Check the list of puzzle names.
In order to evaluate an agent previously trained on a specific puzzle, run the following command in the repository's top level.
./run_evaluation.py --puzzle <name of puzzle> --arg <parameters>
To run an LLM that is available via API, run the following command in the repository's top level:
./llm/evaluate_llm_agent.py --puzzle <name of puzzle> --arg <parameters> --model_type <gpt4o-mini|gpt4o|gemini-1.5-flash|gemini-1.5-pro>
If you want to evaluate another LLM, you have to write a custom class in llm/llm_api_agent
.
Inherit from llm/llm_api_agent/abstract_puzzles_agent.py
and implement the abstract methods.
blackbox | bridges | cube | dominosa | fifteen |
filling | flip | flood | galaxies | guess |
inertia | keen | lightup | loopy | magnets |
map | mines | mosaic | net | netslide |
palisade | pattern | pearl | pegs | range |
rect | samegame | signpost | singles | sixteen |
slant | solo | tents | towers | tracks |
twiddle | undead | unequal | unruly | untangle |
One can use a Gymnasium environment wrapper (Documentation) to give out custom rewards in order to improve the agent's learning process.
The puzzle's internal game state is provided in the info
dict created by the environment after each step()

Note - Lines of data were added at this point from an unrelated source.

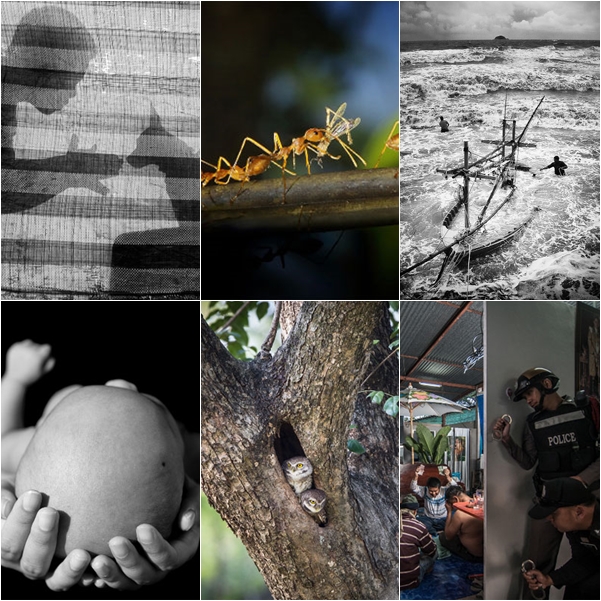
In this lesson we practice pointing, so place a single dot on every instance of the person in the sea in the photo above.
(560, 166)
(46, 81)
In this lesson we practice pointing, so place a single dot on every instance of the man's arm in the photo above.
(452, 526)
(26, 363)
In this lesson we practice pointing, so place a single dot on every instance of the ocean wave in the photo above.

. Its attributes can be accessed using
info['puzzle_state']['<attribute name>']
An example can be found in custom_rewards_example.py.
A new puzzle can be added by creating a new C backend including the game logic and associated data structures. For more details we refer to Simon Tatham’s developer documentation. The new C file should be placed in the folder puzzles
, where the other backend files are located. Subsequently, the new puzzle needs to be added to the build system by adding an entry in puzzles/CMakeLists.txt.
Additionally, certain functions in our environment need to be implemented or adapted, such as retrieving the dictionary containing the puzzles’ logical state. The relevant code needs to be modified in the files rlp/specific_api.py and rlp/envs/observation_spaces.py.
Function | Description |
---|---|
make_puzzle_state() |
Converts the data structures that represent a puzzle's internal logical state to a Python dict. |
set_api_structures_newpuzzle() |
Sets the ctypes definitions for the backend's game_params, game_ui, game_drawstate, game_state and their associated classes. |
get_action_keys_newpuzzle() |
Returns a dict containing all keyboard keys used to play a puzzle. |
get_observation_space_newpuzzle() |
Returns a dict containing the internal data observation space for a puzzle. |
get_observation_newpuzzle() |
Returns a dict containing the internal data observation for a puzzle. |
For the latter four, the new functions need to be added in the four dicts set_api_structures_methods
, get_action_keys_methods
, get_observation_space_methods
and get_observation_methods
respectively.
To train an LLM on the puzzles, we recommend using a library such as LlamaGym.
The RLP
code is released under the CC BY-NC 4.0 license. For more information, see LICENSE.
Simon Tatham's Portable Puzzle Collection is licensed under the MIT License, see puzzles/LICENCE.